The Nikon Coolpix S2900 camera makes vlogging easier because you won’t need to connect a cable to upload your videos to YouTube or to any other platform. You can also control this camera with your smartphone.

This camera is also lighter than the Nikon Coolpix L32 (119g vs 164g). It also has a bigger capacity for recording at night (max. ISO 3200 vs 1600)

Its maximum recording quality is 720p and its battery can last for 250 shots, which is okay for a compact camera at this price.

It is the cheapest camera from this list, and it still offers a lot of value to vloggers.


This last camera was made for a very specific kind of vlogging channel: extreme travel videos. However, something that really bothers me about it is that it lacks the optical image stabilization for it. It really doesn’t make much sense making a camera for extreme videos and not build optical image stabilization for it. Still, it has something unique to offer.

What makes the Nikon CoolPix S33 good for extreme travel is that it’s the only one that has environmental sealing and takes decent video at this price range.

It’s the kind of camera to get if you want to vlog about unique places you visit in your travels; its environmental sealing ensures you can use your camera in places where any other would be damaged.

You can shoot underwater video with it and pay less than $100. It might not be a GoPro, but it’s the cheapest alternative you got.

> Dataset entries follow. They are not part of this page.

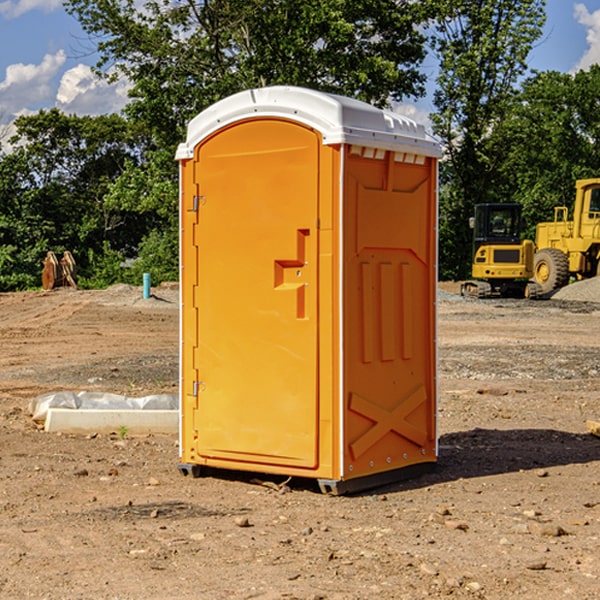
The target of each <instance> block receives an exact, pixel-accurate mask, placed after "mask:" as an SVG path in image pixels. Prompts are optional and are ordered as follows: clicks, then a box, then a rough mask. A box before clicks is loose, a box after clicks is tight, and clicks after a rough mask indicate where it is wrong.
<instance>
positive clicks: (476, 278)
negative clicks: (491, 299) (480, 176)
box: [461, 203, 542, 298]
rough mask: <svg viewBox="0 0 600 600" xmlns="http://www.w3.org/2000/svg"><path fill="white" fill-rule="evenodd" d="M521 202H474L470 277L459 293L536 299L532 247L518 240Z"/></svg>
mask: <svg viewBox="0 0 600 600" xmlns="http://www.w3.org/2000/svg"><path fill="white" fill-rule="evenodd" d="M521 209H522V207H521V205H520V204H509V203H496V204H492V203H487V204H477V205H475V216H474V217H471V219H470V223H469V224H470V226H471V227H472V229H473V265H472V269H471V275H472V278H473V279H471V280H468V281H465V282H464V283H463V284H462V285H461V295H463V296H469V297H473V298H492V297H505V298H506V297H509V298H537V297H539V296H541V295H542V288H541V286H540V285H539V284H538V283H536V282H534V281H530V279H532V277H533V274H534V253H535V246H534V243H533V242H532V241H531V240H521V230H522V227H523V221H522V218H521Z"/></svg>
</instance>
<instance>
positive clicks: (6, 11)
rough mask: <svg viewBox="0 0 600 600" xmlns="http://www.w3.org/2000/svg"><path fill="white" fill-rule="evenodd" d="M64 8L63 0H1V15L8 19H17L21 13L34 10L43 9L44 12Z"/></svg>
mask: <svg viewBox="0 0 600 600" xmlns="http://www.w3.org/2000/svg"><path fill="white" fill-rule="evenodd" d="M58 9H62V0H17V1H16V2H14V1H12V0H6V1H5V2H0V15H2V16H4V17H6V18H7V19H15V18H16V17H20V16H21V15H23V14H25V13H27V12H29V11H32V10H42V11H43V12H46V13H48V12H52V11H53V10H58Z"/></svg>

This camera can record video at 720p, but it doesn’t have optical stabilization, flip screen, WiFi and its battery duration is a little below average (220 shots).

It’s not the best filming camera, but it is the only one with true weather sealing below $100.

What to Look for in a Vlogging Camera

At least 720p Recording

If you want to record videos for your social media accounts and YouTube, you’ll need at least 720p HD video. Thankfully, this price range allows room for this kind of quality, but don’t expect to find a 1080p camera easily.

If you want a good camera for vlogging that can do 1080p, you probably need to add another $100.

Image Stabilization

When you’re record vlogs, a lot of the times you’ll want to move around with your camera to show your audience what you’re doing and take them on a trip with you.

But for that to happen without making everybody dizzy, you’ll need a camera with stabilization.

That’s why this is simply a must-have in a vlogging camera.

Thankfully, this budget allows you to find some point & shoot cameras with IS.


This is, unfortunately, one of the features you’ll have to sacrifice for this price.

It’s great to have a flip screen that you can use while you’re pointing the camera at yourself as you record your vlog.

This would allow you to check if you’re inside the frame, if the camera is focusing you or if it’s actually recording.

But even though you can’t afford a camera with a flip screen for this price, it’s not a big deal since these cameras have a wide-angle lens. 

You’ll most likely be inside the frame as long as you point the lens at your face.

Good Autofocus

We’ll also be looking for cameras that offer good autofocus. It’s really bad if the camera keeps losing its focus point during the recording.

It can be distracting to your viewers if the camera keeps focusing on things that pass by around you instead of focusing on your face.

That’s why we’ll be looking for cameras with face-detection autofocus.

These are simply the bests for vlogging because they’re programmed to detect when a face is looking at the camera and focus that.

Fortunately, these cameras don’t have a huge bokeh effect because their lenses are slow, so even if the camera loses focus from time to time, people won’t notice it a lot since the “blurry” effect isn’t too intense.